You are under obligation to inform the vendor by snowwrestler · 2009-03-25 07:49 · Score: 2, Insightful

The static point is that if you find an exploit, you are under no obligation to inform the vendor. You are not evil if you do not inform the vendor.
I couldn't disagree more. If I walk by a house and see that the door is standing wide open, and then I see the owner on the street a couple minutes later, the ethics are clear. I should tell the guy he left his door open. I'm under no legal obligation but I should because it is the right thing to do. If he gets robbed later I should feel bad because I could have helped prevent it.
Well maybe you say, no, they're a business. Doesn't matter. If I'm in a jewelry store and see that a clerk forgot to put away a diamond ring, which is the more ethical choice of action: ignore it and walk away, or remind the clerk to put it away?
It is NOT ethical to go through life just ignoring what you perceive. Copping out is a choice too. Didn't you see Spiderman??
It's particularly bad if you go around LOOKING for open doors or unlocked jewelry cabinets. You want to try to convince me that it's ok to spend a lot of time and effort looking for flaws, then just walk away when one is found? That seems like a ridiculous argument to me. Who goes through a bunch of effort and trouble to find a weakness, and then just blithely does nothing?

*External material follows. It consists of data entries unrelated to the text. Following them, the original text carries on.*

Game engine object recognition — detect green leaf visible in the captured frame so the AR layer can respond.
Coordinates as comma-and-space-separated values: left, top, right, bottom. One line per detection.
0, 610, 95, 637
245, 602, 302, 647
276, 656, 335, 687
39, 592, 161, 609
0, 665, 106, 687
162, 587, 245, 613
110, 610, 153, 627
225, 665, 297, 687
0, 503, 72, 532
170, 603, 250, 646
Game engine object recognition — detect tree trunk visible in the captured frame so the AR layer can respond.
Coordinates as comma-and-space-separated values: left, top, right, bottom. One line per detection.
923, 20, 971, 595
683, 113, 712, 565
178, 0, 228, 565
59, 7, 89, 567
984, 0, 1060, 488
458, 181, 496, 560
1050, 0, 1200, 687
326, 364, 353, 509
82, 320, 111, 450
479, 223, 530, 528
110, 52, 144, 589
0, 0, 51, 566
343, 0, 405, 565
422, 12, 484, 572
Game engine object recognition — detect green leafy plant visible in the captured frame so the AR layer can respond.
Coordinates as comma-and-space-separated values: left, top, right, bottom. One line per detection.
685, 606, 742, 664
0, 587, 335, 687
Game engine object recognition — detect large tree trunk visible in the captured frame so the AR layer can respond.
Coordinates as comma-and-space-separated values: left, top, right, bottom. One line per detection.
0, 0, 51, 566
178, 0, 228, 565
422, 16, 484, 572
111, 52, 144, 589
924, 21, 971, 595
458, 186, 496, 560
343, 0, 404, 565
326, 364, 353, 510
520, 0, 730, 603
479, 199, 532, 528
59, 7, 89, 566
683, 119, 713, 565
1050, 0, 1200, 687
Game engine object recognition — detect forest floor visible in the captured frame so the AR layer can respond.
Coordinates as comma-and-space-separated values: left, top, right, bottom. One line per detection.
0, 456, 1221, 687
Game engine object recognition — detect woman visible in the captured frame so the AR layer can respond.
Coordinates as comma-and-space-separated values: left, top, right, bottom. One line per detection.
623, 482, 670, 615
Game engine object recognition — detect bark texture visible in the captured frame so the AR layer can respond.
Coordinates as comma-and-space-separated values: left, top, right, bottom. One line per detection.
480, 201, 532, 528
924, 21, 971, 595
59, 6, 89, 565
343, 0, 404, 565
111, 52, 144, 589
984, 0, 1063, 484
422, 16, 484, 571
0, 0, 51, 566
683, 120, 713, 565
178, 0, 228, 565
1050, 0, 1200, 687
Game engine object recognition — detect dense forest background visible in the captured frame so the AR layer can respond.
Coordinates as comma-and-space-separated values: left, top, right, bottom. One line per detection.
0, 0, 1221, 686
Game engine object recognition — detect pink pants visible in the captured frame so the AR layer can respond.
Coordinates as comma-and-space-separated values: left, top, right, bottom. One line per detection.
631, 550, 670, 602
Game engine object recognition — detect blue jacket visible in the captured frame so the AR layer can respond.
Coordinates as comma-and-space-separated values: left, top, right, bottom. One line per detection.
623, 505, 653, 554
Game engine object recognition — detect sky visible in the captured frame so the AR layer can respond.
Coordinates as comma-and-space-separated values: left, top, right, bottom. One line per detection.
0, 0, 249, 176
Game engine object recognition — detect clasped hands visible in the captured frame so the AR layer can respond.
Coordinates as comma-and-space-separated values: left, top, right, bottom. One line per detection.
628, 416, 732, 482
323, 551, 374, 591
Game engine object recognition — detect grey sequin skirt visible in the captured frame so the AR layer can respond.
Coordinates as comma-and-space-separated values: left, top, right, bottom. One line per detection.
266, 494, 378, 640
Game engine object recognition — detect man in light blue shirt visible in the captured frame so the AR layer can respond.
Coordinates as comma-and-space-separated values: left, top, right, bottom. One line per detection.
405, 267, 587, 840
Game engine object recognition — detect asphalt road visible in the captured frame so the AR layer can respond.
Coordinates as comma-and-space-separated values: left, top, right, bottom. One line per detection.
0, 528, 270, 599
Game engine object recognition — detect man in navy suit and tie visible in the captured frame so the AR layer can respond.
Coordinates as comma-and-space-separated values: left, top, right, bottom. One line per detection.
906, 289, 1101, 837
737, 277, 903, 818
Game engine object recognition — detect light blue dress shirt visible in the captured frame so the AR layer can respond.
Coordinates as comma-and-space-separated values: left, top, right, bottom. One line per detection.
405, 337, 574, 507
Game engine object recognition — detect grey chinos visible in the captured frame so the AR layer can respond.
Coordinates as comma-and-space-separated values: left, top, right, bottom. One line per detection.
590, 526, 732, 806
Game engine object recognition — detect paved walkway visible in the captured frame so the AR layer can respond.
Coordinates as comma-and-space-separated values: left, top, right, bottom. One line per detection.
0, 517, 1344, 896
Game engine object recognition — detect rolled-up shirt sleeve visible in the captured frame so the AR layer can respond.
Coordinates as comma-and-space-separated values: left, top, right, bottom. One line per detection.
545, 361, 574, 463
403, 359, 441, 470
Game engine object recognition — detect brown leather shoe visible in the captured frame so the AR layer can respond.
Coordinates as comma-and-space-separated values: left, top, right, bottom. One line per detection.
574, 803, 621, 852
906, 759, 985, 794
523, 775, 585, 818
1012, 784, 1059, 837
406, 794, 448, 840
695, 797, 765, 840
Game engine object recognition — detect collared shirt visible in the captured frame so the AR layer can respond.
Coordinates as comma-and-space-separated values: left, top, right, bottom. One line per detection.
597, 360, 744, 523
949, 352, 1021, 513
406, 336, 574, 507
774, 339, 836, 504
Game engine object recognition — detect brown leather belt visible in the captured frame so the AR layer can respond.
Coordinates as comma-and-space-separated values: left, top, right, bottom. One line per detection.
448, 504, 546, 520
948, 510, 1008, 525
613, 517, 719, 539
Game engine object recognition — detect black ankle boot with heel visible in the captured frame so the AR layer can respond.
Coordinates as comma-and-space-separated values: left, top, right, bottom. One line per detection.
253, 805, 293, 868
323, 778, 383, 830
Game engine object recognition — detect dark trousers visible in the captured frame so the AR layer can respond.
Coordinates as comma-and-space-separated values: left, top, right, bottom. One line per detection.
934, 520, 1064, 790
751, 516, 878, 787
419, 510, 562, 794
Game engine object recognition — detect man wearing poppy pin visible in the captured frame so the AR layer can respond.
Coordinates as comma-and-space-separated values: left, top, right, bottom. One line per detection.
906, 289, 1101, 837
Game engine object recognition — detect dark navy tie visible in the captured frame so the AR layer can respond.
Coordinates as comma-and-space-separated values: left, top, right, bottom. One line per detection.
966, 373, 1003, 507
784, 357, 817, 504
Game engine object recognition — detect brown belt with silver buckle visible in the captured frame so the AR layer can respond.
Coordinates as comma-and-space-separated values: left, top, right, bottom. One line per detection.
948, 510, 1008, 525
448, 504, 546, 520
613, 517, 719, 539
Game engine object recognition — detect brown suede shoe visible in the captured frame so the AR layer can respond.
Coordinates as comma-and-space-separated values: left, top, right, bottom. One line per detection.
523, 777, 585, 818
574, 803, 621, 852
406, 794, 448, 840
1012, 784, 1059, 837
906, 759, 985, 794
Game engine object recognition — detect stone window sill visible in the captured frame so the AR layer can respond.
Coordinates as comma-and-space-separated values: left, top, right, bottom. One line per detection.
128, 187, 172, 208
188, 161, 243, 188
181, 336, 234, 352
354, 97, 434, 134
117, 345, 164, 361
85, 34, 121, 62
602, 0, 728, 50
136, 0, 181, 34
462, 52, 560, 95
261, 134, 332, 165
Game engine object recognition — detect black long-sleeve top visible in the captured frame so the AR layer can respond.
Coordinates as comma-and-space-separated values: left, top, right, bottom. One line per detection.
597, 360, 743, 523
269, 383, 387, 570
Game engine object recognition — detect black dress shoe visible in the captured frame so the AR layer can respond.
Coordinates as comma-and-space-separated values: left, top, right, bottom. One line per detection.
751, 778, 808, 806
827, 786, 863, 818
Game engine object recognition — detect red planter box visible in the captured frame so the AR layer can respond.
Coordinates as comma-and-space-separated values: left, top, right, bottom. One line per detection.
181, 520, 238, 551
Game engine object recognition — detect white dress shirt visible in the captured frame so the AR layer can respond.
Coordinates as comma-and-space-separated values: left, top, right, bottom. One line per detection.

Sorry, but I think you are a scumbag if you find an exploit in a popular OS or piece of software and do not report it to the vendor. Because if you found it, someone else will too and eventually it will get exploited. That will have a real impact on real people and you could have prevented it.
If that doesn't seem fair, here's the way out--don't go looking for exploits unless you're contracted to do it. It's a very fair bargain--you don't waste your time and society doesn't hold you responsible for that choice. But please don't ask me to believe that it's ok to go hunting for exploits, but then it's somehow someone else's fault you don't get paid for the ones you find. That is what consulting contracts are for.

--
Build a man a fire, he's warm for one night. Set him on fire, and he's warm for the rest of his life.